— Здравствуй, Маня. Бог с тобой, отродясь я у тебя грязи не видела, — отвечала баба Лена. — Может, зайдешь?
— Или я тебе долгов не отдавала, а? Скажи, хоть раз я тебе не отдала денег?
— Всегда отдавала, Маня, только ты все-таки зайди в дом.
— Некогда мне у тебя рассиживаться да на людей клеветать! — и Манька гордо припустила дальше.
Вечером, Ленка уже была дома, отлеживалась после фермы, кемарила, пожаловала тетка Тося. Посмотрели сериал, поговорили об огурцах-помидорах.
Долго молчали об одном и том же, но ни одна не решалась начать разговор.
— Чувствую, Лариска ко мне ладится, — начала тетка Тося.
— Подай-то спички с опечка — плиту затоплю.
Тоська подала, баба Лена затопила.
Молчали.
— Так ведь еще дальше клубок запутается, — это уже баба Лена осторожно.
— Э-эх, ты думаешь, Лена, мне все это в гудовольствие? Думаешь, легко людям зло делать? Да не можу я этого не делать. Неделю не вспоминаю, месяц, два… А потом они приходят: знаю — пора. Нап1 это им, чтобы люди друг другу зло делали. Как же им жить иначе, без работы? Иначе ведь они сгинут, кумекаешь? И тогда, с Манькой, время пришло. Это они ведь сначала Лариске нашобайдали2 фатеру на себя написать, мать обмануть, сестру-братьев обделить. Тая и хлобысть — сделала. Потом Маньке нашобайдали ко мне прийти. Ёна и пришла. Человек ведь, амин-слово, сам никогда плохого не замыслит. Все плохое — от лукавого; когда человек по слабине своей противостоять ему не может. — Тоська перевела дух: — Днем богу молюсь-молюсь, а ночью как сердце захолонется. Мне же, когда батя силу передал — не спрашивал, хочу ли я, нап это мне или не нап. Хотел сначала ребенка какого подманить, схватить да силу ему дать. Сжалился. Ведь они тогда к энтому ребенку приходить бы начали, работы бы с него требовали. А как работу им дать, и чего с ними делать, ён-то и не знал бы. Думаешь, от чего люди с ума сходят? Зазовут к себе лукавого, а чего с ним делать и не знат… А я-то знаю… А уж придут ёны — так, амин-слово, ну меня по лавкам да полатям тягать да ботать. И с лавки на лавку, с лавки на лавку. Так ажно все внутри либайдает3, того и гляди душа выскочит. Лежу и ворохнуться не смею. Так переполохаюсь, дышать не могу. Как янис4. Утром еле выстану. И делаю, делаю, что ёны скажут.
— Да кто они-то?
— Черти! Черти же, окаянные! — Тоська с ужасом заозиралась и перекрестилась.

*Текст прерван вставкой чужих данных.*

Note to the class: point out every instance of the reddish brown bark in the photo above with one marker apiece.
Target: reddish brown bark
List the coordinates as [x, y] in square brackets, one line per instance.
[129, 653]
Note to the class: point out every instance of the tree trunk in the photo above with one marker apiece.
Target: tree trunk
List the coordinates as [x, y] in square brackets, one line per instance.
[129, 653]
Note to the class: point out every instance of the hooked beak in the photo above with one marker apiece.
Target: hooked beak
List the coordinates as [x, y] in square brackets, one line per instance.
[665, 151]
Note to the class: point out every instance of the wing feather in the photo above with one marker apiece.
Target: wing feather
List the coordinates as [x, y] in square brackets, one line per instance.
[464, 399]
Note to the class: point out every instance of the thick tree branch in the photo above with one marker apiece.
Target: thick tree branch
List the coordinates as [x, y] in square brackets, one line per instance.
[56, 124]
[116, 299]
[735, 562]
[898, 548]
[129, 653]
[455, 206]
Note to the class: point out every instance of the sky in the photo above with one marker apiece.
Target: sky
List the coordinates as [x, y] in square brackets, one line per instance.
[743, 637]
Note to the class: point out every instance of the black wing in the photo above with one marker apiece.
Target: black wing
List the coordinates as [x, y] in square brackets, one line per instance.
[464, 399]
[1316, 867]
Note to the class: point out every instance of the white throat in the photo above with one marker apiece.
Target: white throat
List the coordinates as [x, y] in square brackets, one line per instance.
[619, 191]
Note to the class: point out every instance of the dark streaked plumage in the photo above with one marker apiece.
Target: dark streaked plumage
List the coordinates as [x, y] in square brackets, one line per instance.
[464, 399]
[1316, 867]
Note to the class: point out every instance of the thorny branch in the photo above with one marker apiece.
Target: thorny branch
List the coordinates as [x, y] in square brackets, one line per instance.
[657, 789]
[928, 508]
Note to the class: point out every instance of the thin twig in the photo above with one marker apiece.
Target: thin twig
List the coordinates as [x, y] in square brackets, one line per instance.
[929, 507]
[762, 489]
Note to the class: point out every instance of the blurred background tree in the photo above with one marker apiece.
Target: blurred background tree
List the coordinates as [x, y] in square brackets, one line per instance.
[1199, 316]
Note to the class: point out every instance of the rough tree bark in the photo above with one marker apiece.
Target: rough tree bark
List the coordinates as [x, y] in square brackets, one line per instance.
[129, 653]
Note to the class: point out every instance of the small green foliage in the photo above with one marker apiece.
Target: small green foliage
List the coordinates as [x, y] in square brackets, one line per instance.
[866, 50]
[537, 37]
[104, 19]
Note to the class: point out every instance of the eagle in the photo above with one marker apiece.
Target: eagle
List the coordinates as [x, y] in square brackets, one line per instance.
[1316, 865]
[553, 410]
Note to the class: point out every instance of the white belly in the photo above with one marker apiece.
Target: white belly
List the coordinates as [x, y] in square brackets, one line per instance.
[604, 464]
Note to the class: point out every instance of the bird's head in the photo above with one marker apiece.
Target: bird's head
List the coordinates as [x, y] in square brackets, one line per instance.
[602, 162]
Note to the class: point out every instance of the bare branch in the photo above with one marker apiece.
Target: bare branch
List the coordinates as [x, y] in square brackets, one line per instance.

Баба Лена тоже на всякий случай перекрестилась.
— Хорош лявзять5 — то. Давай-ка чаю пофурындаем6. Ленка! Иди чаю-то фурындать! Господи, благослови.
1 Нап — надо.
2 Нашобайдали — нашептали.
3 Либайдает — болтается.
4 Janis — заяц (фин.).
5 Лявзять — болтать без толку.
6 Фурындать — пить (чай).
При Ленке бабки не разговаривали. Завели как обычно: “Бают, Куселасьски в Юккогубе опять подрались…” Ленка тоже пила чай без настроения. На работе день с утра не задался. Но главное — Юрка, Юрка ей почему-то упорно не встречался. А ей так надо было его увидеть.
Даже баба Лена не выдержала, третьего дня снялась с места, пошла с Ленкой в Загорье к Важезеру, будто малину собирать чай заваривать, да зверобой посмотреть. Ходили-ходили мимо Юркиного дома — ничего не выходили. Восвояси вернулись ни с чем.
Ленке было не то чтобы грустно, а пусто внутри. Завтра должна была быть дискотека в клубе. Ленка так ждала ее, так ждала, а теперь даже растерялась оттого, что она на самом деле будет. Как будто слишком долго ждала, и на это ушли все силы.
И пусто, пусто так…
Глава 5
На следующий день вечером, до вечерней смены, Ленка все-таки не утерпела и прямо на ферме завела разговор с Любкой о Юрке.
…По пустому коридору пробежал чистенький деловой Генка с золотыми зубами. Следом за ним семенили чьи-то две соплюшки — видно, мамки взяли с собой на
работу — и дразнились:
— Дида, дида, дида-да! Не ходи за ворота!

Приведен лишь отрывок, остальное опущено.